Farm Ireland
Independent.ie

Friday 15 December 2017

'Massive potential' for dairy expansion into the west

The surge in cow numbers reflects the profitability of dairying compared to other farming enterprises
The surge in cow numbers reflects the profitability of dairying compared to other farming enterprises
Louise Hogan

Louise Hogan

Traditional tillage counties in the south-east and drystock areas across the midlands and west are forecast to be next in line for significant dairy expansion.

New figures show Connacht accounted for just 5pc of the 327,000 extra cows over the past six years, while the strong dairy counties of Munster have powered ahead with 58pc of the additional animals on the ground.

But Teagasc say there is "massive potential" for dairy expansion in the west.

"You will eventually see it moving up to the west as there is the land there and the potential there," said Pat Dillon, head of the Teagasc Animal and Grassland Research and Innovation programme.

The data on cow numbers compiled from Central Statistics Office figures by Teagasc Moorepark ahead of its dairy open day reveals the trends in expansion over the last six years.

One striking trend is the rise of dairying in Laois, Westmeath and Offaly.

The number of dairy cows in Laois surged by 46pc to 40,061 cows between 2010 and 2016 and Páidí Kelly of Teagasc expects this trend to spread to neighbouring counties.

"Kildare and Carlow are two tillage strongholds where you might expect to see big increases in cow numbers in the near future," he said.

Also Read


"Considering Kerry and Limerick have over 200,000 cows between them, Carlow and Kildare's population of 30,000 cows looks to have huge room to increase," said Mr Kelly.

There were 190,640 more cows in Munster in 2016 compared with 2010; 101,550 more in Leinster, 15,705 more in Connacht and 19,229 more in the Ulster counties of Cavan, Monaghan and Donegal.

The surge in cow numbers reflects the profitability of dairying compared to other farming enterprises.

"The real story here is not just the increase in scale but the potential increase in profitability," said Mr Kelly.

The recent Teagasc National Farm Survey showed the average dairy farm earned €51,809 for 2016 - a year of poor milk prices - compared with €30,816 in tillage and €12,908 for suckler farms.

"Producing milk from grass in Ireland is profitable and it's great to see Irish farmers increasing scale in a profitable way.

"Debt per dairy farm has only increased slightly during this expansion and cost of production has held steady," added Mr Kelly.

Among the traditional dairy counties, Tipperary, Waterford and Kilkenny all had growth rates well above the national average of 31pc.
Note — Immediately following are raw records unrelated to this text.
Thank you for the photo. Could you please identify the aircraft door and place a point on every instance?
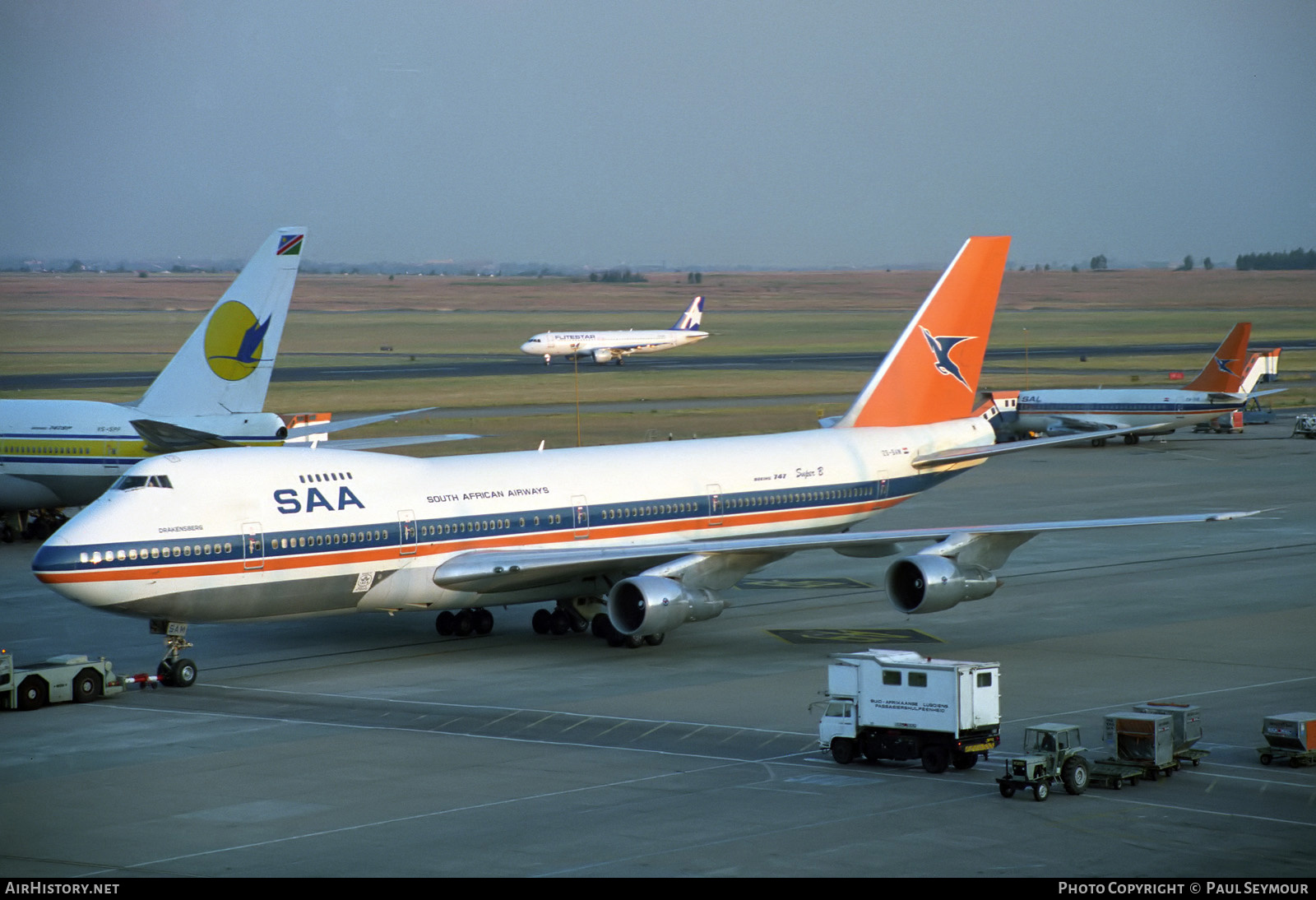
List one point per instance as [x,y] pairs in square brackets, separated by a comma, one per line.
[405,531]
[581,516]
[253,546]
[715,504]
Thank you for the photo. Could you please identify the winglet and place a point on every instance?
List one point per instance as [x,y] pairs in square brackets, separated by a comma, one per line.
[227,362]
[690,318]
[1226,370]
[932,371]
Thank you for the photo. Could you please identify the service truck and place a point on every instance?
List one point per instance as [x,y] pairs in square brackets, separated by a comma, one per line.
[897,704]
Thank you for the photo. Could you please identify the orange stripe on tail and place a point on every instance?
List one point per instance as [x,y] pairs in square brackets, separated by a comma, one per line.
[1226,370]
[932,371]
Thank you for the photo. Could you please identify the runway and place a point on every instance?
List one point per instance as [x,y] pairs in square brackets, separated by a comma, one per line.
[366,745]
[378,366]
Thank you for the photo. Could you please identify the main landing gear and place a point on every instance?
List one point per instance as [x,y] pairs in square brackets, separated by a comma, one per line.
[586,614]
[464,623]
[174,670]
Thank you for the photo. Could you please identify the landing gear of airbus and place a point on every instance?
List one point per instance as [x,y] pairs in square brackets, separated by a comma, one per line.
[174,669]
[464,623]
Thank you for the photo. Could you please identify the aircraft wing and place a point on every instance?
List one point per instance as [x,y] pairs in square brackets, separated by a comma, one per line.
[493,571]
[324,428]
[164,437]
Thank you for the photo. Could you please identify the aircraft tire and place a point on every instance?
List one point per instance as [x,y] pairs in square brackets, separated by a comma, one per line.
[541,621]
[184,674]
[484,621]
[32,694]
[445,623]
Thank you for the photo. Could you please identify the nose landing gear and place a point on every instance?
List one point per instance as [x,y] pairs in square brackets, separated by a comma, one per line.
[174,670]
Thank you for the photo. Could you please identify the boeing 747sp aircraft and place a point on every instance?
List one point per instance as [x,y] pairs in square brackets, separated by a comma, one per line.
[612,346]
[65,452]
[636,540]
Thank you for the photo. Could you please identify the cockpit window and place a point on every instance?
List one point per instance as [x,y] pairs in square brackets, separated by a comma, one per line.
[131,482]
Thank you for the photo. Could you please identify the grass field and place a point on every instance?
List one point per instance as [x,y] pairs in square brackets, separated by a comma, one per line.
[91,322]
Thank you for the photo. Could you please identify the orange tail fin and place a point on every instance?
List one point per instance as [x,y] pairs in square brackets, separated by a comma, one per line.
[932,371]
[1226,370]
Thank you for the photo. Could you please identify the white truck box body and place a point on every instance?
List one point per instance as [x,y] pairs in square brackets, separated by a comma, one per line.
[905,689]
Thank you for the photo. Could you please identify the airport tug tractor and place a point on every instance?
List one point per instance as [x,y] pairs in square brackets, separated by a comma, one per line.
[1052,753]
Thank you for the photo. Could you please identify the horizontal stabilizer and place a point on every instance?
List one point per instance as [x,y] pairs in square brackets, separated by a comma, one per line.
[164,437]
[399,441]
[342,425]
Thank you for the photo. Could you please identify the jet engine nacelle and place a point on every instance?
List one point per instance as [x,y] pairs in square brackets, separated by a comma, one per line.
[649,604]
[928,583]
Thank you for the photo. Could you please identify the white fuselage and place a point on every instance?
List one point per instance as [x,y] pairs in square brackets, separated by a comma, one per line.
[607,345]
[65,452]
[1160,410]
[256,533]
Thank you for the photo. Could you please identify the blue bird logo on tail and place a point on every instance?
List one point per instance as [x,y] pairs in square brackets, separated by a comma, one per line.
[941,349]
[234,341]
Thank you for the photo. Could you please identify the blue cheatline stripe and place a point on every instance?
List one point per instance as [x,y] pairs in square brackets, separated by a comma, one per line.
[433,533]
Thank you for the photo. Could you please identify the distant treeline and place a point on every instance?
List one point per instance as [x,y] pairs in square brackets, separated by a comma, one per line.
[1298,258]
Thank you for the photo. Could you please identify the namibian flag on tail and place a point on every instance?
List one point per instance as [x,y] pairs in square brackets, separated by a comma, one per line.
[931,374]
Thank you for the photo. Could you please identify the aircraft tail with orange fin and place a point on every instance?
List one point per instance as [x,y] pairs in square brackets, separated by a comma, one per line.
[1227,368]
[932,371]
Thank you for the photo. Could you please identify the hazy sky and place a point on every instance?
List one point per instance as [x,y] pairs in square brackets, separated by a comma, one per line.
[848,133]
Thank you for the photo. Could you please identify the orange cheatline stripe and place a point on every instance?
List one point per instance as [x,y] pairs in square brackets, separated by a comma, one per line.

Cork and Limerick increased at a rate below the national average.

However, the 77,000 increase in Cork to a total cow population of over 362,000 means Cork has more cows than 20 other counties combined.

Kerry was one of the slower growing counties nationally with a 21pc increase in cow numbers.

Overall, the national herd increased by 31pc between 2010 and 2016 to 1.35 million cows.

Leinster experienced the largest rise at 36pc, compared with 29pc in Munster and Connacht.

However, Munster recorded the greatest number of extra cows milked.

The top five counties in terms of cows and percentage of the national herd in 2016 are:

  • Cork - 362,898 (26pc)
  • Tipperary - 159,207 (11pc)
  • Limerick - 115,558 (8pc)
  • Kerry - 103,255 (7pc)
  • Kilkenny - 81,076 (6pc)

These five counties account for 59pc of the national herd.

There was more regional variation when it came to counties recording the biggest expansion in cow numbers.

The number of dairy cows in Westmeath surged by 43pc to 25,701 cows from 2010 to 2016.

Offaly and Galway rose 41pc to 27,820 and 34,905 respectively, while Kilkenny and Waterford rose 40pc to 81,076 and 77,841 respectively.

The number of cows in Roscommon rose from 4,875 to 6,532 - a 34pc rise since 2010.

"Roscommon has seen a few big new farms set up in recent years and could continue to grow strongly as has Westmeath. While recent high profile tillage converts in Wexford might spur on confidence in dairying in that county," said Mr Kelly.

Teagasc say that unlike other countries, Irish farmers do not have to be massive operators to make a profit in the dairy sector, with farms carrying 80 to 100 cows making a very good living on an efficient system.

Mr Kelly said it was not about carrying large numbers of cows, but more about working efficiently to achieve "extra scale to increase profit".

"Increased numbers in itself is not something that we want to achieve. The reason we would like to see more farmers convert to dairying is it can provide them with a better farm income, and if properly managed, a better lifestyle."

He said that for many farmers, converting to dairying may not require as much investment as stocking sheds could be converted for dairy cow use.

Mr Kelly added another important angle was the extra economic activity filtering down to other sectors and the rural economy.

This activity included contract rearing of dairy heifers, increased employment on dairy farms and increased employment in processing facilities which have undergone a €1bn expansion in recent years.